7. Contrairement à ce qui est soutenu, l'arrêté attaqué précise que M. B, de nationalité algérienne, pourra être reconduit à destination du pays dont il déclare avoir la nationalité ou du pays qui lui a délivré un document de voyage en cours de validité ou de tout pays pour lequel il établit être légalement admissible. Il ressort en outre des pièces du dossier que l'intéressé est détenteur d'un passeport algérien en cours de validité. La nationalité algérienne du requérant est par conséquent avérée. M. B, qui ne fait état d'aucune circonstance susceptible de faire obstacle à son renvoi en Algérie, a par ailleurs été informé de la désignation du pays de renvoi à l'occasion de la notification de l'arrêté et a été mis en mesure, à cette occasion, de présenter des observations. Par suite, le moyen tiré de l'absence de mention explicite du pays de destination et de l'impossibilité de présenter des observations avant sa détermination doit être écarté.
8. En quatrième lieu, aux termes de l'article 6 de l'accord franco-algérien : " ()Le certificat de résidence d'un an portant la mention " vie privée et familiale " est délivré de plein droit : () /2) au ressortissant algérien, marié avec un ressortissant de nationalité française, à condition que son entrée sur le territoire français ait été régulière, que le conjoint ait conservé la nationalité française et, lorsque le mariage a été célébré à l'étranger, qu'il ait été transcrit préalablement sur les registres de l'état civil français ; () ". Aux termes de l'article L. 312-3 du code de l'entrée et du séjour des étrangers et du droit d'asile : " Le visa de long séjour est délivré de plein droit au conjoint de ressortissant français.
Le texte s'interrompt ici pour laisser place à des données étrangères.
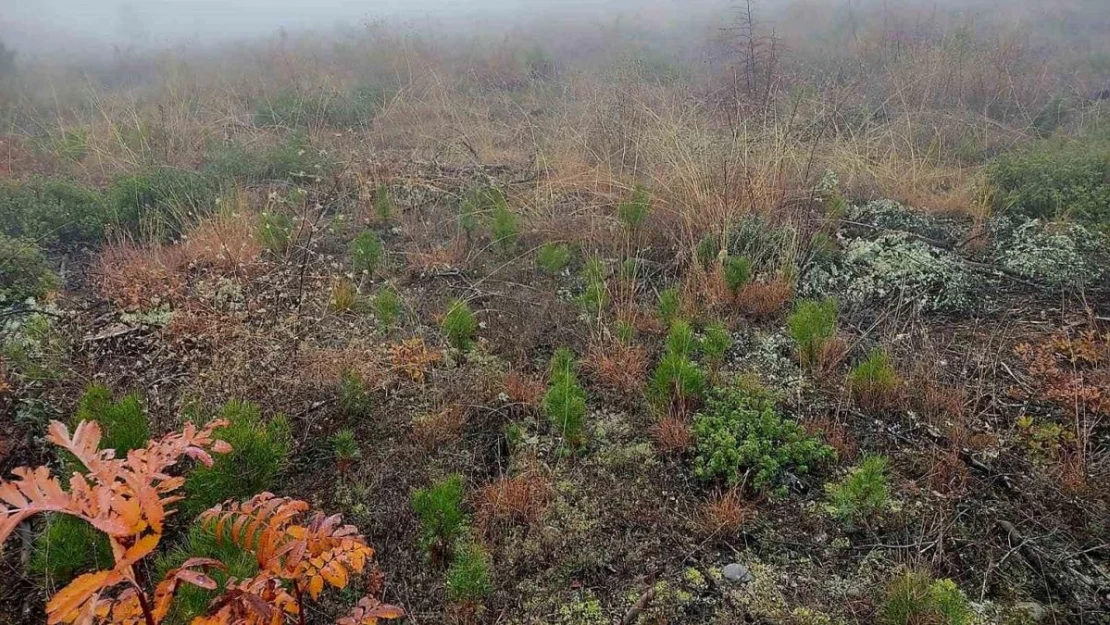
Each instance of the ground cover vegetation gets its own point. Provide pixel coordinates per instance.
(805, 320)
Il ne peut être refusé qu'en cas de fraude, d'annulation du mariage ou de menace à l'ordre public. ". Aux termes de l'article L. 611-1 de ce code : " L'autorité administrative peut obliger un étranger à quitter le territoire français lorsqu'il se trouve dans les cas suivants:
1° L'étranger, ne pouvant justifier être entré régulièrement sur le territoire français, s'y est maintenu sans être titulaire d'un titre de séjour en cours de validité ; () ; 5° Le comportement de l'étranger qui ne réside pas régulièrement en France depuis plus de trois mois constitue une menace pour l'ordre public ; ().". Il résulte des visas et des motifs de l'arrêté que, pour obliger le requérant à quitter le territoire français, le préfet de Lot-et-Garonne a relevé, d'une part, que M. B ne peut justifier être entré régulièrement en France alors qu'il s'y est maintenu sans être titulaire d'un titre de séjour, et d'autre part, qu'il constitue une menace pour l'ordre public.
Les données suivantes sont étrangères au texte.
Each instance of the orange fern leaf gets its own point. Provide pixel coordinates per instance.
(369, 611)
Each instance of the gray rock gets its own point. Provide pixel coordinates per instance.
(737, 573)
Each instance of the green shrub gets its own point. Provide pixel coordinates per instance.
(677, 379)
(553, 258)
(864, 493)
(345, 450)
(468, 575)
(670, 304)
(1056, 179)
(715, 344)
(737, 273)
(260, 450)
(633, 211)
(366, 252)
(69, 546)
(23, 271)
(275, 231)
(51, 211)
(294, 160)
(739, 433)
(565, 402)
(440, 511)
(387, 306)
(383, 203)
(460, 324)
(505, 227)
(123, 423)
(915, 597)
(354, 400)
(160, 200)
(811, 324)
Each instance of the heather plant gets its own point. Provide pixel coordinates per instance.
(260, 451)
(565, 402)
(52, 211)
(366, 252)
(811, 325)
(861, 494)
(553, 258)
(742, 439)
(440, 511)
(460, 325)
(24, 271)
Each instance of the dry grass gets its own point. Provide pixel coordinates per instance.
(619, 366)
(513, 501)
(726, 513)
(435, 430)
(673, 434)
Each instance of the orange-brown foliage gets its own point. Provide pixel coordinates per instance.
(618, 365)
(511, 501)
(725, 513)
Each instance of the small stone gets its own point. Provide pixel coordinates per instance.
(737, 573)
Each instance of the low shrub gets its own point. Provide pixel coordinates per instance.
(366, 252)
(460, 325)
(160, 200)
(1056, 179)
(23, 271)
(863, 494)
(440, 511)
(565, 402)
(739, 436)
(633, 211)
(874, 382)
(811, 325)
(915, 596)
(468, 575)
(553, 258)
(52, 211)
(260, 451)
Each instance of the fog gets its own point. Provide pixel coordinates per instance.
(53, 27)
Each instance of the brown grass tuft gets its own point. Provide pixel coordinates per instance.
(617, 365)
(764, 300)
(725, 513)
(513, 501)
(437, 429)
9. Il apparaît que M. B a été signalé au fichier du traitement des antécédents judiciaires pour des faits de vol avec violence survenus à Lille le 26 juin 2022 et n'ayant pas entrainé une incapacité totale de travail. Il a en outre été interpellé le 26 mars 2023 pour des faits de conduite sans permis. Pour autant, ces circonstances ne permettent pas, à elles seules, de considérer que l'intéressé menacerait l'ordre public alors que le préfet n'établit ni même ne soutient qu'il aurait ensuite fait l'objet de poursuites ou d'une condamnation pénale. Par suite, le préfet ne pouvait, sans commettre une erreur d'appréciation, fonder la mesure d'éloignement sur la menace à l'ordre public qu'induirait le comportement de M. B.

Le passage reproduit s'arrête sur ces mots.